Flat Back Diff Covers Debate

Is your aftermarket cover doing harm?

Published in the March 2020 Issue February 2020 Feature Brady L. Kay

DT--Gale Banks from Harris Media Services on Vimeo.

Similar to the way a doctor swears the Hippocratic Oath not to do any harm, Gale Banks, founder of Gale Banks Engineering, feels he has a responsibility as well when it comes to aftermarket equipment. Today Banks is best known as a pioneer in automotive performance as well as a brilliant engineer and entrepreneur, but his roots go back to his racing days and that’s why his impact on the diesel segment alone is immeasurable. He has dedicated a lifetime to improving performance and that’s why he’s so adamant about the flat-back differential covers being offered in the market today.

“Flat-back diff covers do harm,” says Banks. “They do harm to the lube because they just work the living hell out of it. The fluid dynamics that the OEs have in the stock diff cover shape, you need to pay attention to that; it’s that way for a reason.”

His displeasure for flat-back diff covers – that to him is more of cosmetic billboard for a company logo than an actual performance improvement – led to the development of the new Banks Ram-Air differential cover.

“That big flat surface is a nice place to advertise so my guys in the art department got with the guys in the engineering department and drew one up in CAD,” recalls Banks. “It was a flat-back and had a Banks logo on it with a big American flag. It was real patriotic, which is right in my wheel-house.”

Banks discovered the proposed flat-back diff cover by chance as his employees were having a meeting about it and they showed him the drawings. He had been wondering about the fluid dynamics in a differential cover and immediately put a hold on the project until he could learn more.

“We’re not going to do this unless we know it won’t hurt anything,” Banks recalls announcing in that meeting. “If you’re in the racing engine business, which I’ve been for 61 years, aftermarket speed equipment should do no harm and it should make power. Do no harm is the issue here.”

After doing his own testing he quickly discovered some flaws in the flat-back diff cover design and it became apparent to him those covers do not cool as well as advertised and suffer from poor fluid dynamics.
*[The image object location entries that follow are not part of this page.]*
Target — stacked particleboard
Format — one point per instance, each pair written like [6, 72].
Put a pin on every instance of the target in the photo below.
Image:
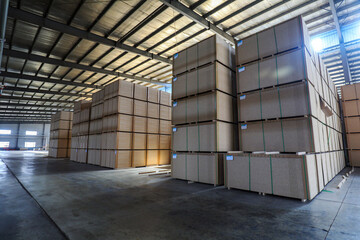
[60, 134]
[136, 127]
[289, 118]
[80, 131]
[350, 98]
[203, 110]
[95, 128]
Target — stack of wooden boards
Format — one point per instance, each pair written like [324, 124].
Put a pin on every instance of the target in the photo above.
[287, 105]
[288, 116]
[60, 134]
[130, 126]
[95, 128]
[204, 123]
[350, 98]
[80, 132]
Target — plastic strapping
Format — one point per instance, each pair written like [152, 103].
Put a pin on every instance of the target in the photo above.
[216, 168]
[272, 185]
[249, 173]
[186, 166]
[308, 101]
[197, 156]
[216, 135]
[197, 103]
[278, 90]
[262, 122]
[305, 175]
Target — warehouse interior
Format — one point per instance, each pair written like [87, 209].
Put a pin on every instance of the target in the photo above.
[180, 119]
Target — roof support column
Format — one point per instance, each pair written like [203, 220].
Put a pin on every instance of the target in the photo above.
[344, 58]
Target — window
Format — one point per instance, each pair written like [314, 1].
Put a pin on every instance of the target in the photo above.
[3, 131]
[30, 144]
[31, 133]
[4, 144]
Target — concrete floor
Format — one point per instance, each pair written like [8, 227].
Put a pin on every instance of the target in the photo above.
[42, 198]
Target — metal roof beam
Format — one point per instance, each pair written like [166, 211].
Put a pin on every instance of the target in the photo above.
[344, 59]
[47, 80]
[28, 110]
[34, 105]
[144, 22]
[32, 90]
[60, 27]
[53, 61]
[181, 8]
[28, 121]
[25, 114]
[4, 97]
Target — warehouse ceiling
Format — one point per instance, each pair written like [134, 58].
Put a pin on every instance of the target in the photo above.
[61, 51]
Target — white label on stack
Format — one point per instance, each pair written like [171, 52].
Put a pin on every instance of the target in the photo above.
[241, 69]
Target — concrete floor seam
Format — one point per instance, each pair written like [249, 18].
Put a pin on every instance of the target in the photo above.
[342, 203]
[37, 203]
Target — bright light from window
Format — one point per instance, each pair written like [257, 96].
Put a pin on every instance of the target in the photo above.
[31, 133]
[317, 44]
[4, 144]
[30, 144]
[2, 131]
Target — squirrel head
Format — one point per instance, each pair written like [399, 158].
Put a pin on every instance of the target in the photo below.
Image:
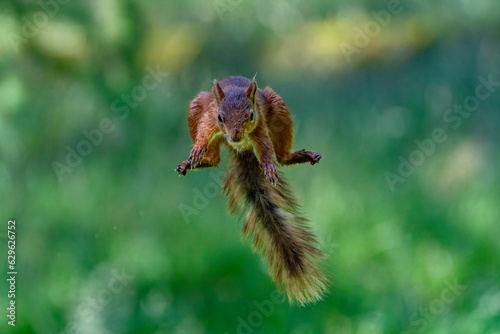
[237, 114]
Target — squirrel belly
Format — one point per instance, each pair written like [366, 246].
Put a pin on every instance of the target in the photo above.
[280, 234]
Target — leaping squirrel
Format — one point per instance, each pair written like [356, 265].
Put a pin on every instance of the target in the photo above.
[258, 129]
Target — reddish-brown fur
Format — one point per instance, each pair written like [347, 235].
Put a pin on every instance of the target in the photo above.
[257, 127]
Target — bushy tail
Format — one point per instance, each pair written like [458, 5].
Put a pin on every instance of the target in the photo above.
[279, 233]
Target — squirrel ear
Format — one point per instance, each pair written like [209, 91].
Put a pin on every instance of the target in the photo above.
[251, 90]
[218, 92]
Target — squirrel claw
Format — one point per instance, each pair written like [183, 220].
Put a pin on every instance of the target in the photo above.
[270, 172]
[315, 158]
[196, 155]
[181, 168]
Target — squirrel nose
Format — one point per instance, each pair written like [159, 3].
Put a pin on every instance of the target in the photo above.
[236, 139]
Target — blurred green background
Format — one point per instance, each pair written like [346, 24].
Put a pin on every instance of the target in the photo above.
[102, 243]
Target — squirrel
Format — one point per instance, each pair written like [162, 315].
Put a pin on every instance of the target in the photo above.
[258, 129]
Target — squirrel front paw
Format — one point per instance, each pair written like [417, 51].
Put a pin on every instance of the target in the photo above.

“A stock fill is four-quarts with a curved back and I see 6-, 7.5- and even 8-quart covers and by overfilling them you’re burring the ring and pinion,” adds Banks. “In those cases some aftermarket companies appear to be solving a problem that doesn’t exist.”

During the testing process a flat-back diff cover with a Plexiglas back was used to see how the fluid was reacting inside.

“It was like a fire hose, bam, right into the back of the cover,” says Banks. “Not only was it hitting the back but it was aerating the lubricant.”

Cooling was another area where Banks knew he could improve and his new Ram-Air differential cover is able to cool up to five times better compared to flat-backs, thanks to air scoops on each side that are designed to break away if you happen to accidentally hit something. While flat-backs create dead air space behind, the scoops take advantage of the passing air in a way not seen before in our industry.

And because Banks is tired of being copied on other products he’s developed over the years, he was able to secure a patent on the design. The Banks Ram-Air differential cover that extends the lubrication life and retains fuel economy, debuted at the 2019 SEMA Show in November and is currently available in Satin Black/Machined or natural aluminum that is ready for paint.

What started out as a way to possibly display a logo turned into yet another great product development for Gale Banks Engineering which can be added to a long list of other aftermarket improvements this manufacturer is best known for.